While sex can have the obvious pleasurable effects, there's apparently another health bonus to regular intercourse: longer life.
A new study published in the journal, Psychoneuroendocrinology, researchers found that women who have regular sex with their partner possess DNA evidence of longer life-spans compared to non-sexually active women.
Researchers also concluded that the quality of the relationship really didn't matter, it's just the amount of sex.
The study involved 129 women between the ages of 20 and 50, who were quizzed about their love lives, and then had their telomeres measured — the protective caps on the ends of DNA that aid in determining how long a person will live.
Likened as "tiny internal clocks," they shorten over time as you get older, meaning the longer your telomeres are, the longer you'll live.
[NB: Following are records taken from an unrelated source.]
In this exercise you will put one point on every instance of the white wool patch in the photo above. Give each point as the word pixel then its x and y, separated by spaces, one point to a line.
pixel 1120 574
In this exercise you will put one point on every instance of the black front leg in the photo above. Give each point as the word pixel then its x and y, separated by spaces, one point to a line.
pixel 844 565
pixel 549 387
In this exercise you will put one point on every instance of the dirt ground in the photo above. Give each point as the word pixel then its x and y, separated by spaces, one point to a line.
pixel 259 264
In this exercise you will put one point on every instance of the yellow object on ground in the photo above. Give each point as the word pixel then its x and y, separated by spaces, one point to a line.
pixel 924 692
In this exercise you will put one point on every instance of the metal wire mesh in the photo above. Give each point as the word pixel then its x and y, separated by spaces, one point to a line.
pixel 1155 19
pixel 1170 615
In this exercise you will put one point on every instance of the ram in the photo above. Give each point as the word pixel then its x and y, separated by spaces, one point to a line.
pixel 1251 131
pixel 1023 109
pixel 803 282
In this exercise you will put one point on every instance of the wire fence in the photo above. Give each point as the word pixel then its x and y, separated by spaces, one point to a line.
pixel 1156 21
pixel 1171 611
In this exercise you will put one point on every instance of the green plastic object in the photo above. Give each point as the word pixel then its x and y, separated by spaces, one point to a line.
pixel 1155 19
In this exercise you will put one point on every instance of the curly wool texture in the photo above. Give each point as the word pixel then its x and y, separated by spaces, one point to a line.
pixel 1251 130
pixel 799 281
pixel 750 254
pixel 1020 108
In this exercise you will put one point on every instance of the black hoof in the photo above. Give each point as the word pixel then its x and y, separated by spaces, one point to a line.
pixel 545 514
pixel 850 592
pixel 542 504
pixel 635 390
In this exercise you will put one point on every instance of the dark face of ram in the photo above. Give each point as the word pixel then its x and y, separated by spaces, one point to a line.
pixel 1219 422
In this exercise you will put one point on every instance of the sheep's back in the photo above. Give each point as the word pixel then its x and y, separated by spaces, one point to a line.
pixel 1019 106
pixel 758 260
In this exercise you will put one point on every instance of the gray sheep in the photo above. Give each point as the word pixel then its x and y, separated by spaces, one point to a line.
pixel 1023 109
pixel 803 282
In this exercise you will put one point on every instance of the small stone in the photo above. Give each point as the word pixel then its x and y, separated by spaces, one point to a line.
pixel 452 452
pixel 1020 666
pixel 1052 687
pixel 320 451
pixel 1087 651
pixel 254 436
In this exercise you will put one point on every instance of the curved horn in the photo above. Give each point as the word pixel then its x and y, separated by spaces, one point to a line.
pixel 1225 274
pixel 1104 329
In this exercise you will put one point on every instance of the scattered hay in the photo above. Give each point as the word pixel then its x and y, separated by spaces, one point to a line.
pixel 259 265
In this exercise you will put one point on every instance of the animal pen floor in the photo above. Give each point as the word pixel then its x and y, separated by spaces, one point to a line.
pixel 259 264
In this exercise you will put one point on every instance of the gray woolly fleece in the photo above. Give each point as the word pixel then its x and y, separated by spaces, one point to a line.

Women in the study who had active sex lives also had telomores that were 30 percent longer.
"This is an important finding," the researchers said. “It provides new evidence that sexual intimacy within long-term relationships has health-enhancing benefits.’’
It's not sure why this correlation is there, but one theory involves stress.
Stress is a believed cause of telomere depletion. Sex relieves stress, so that could be the key.
Men were not tested, but sex is believed to have similar health benefits for them.
“We don’t know whether the same finding would be seen in men," researchers said. "It may apply to men — there is no obvious reason why it should not.”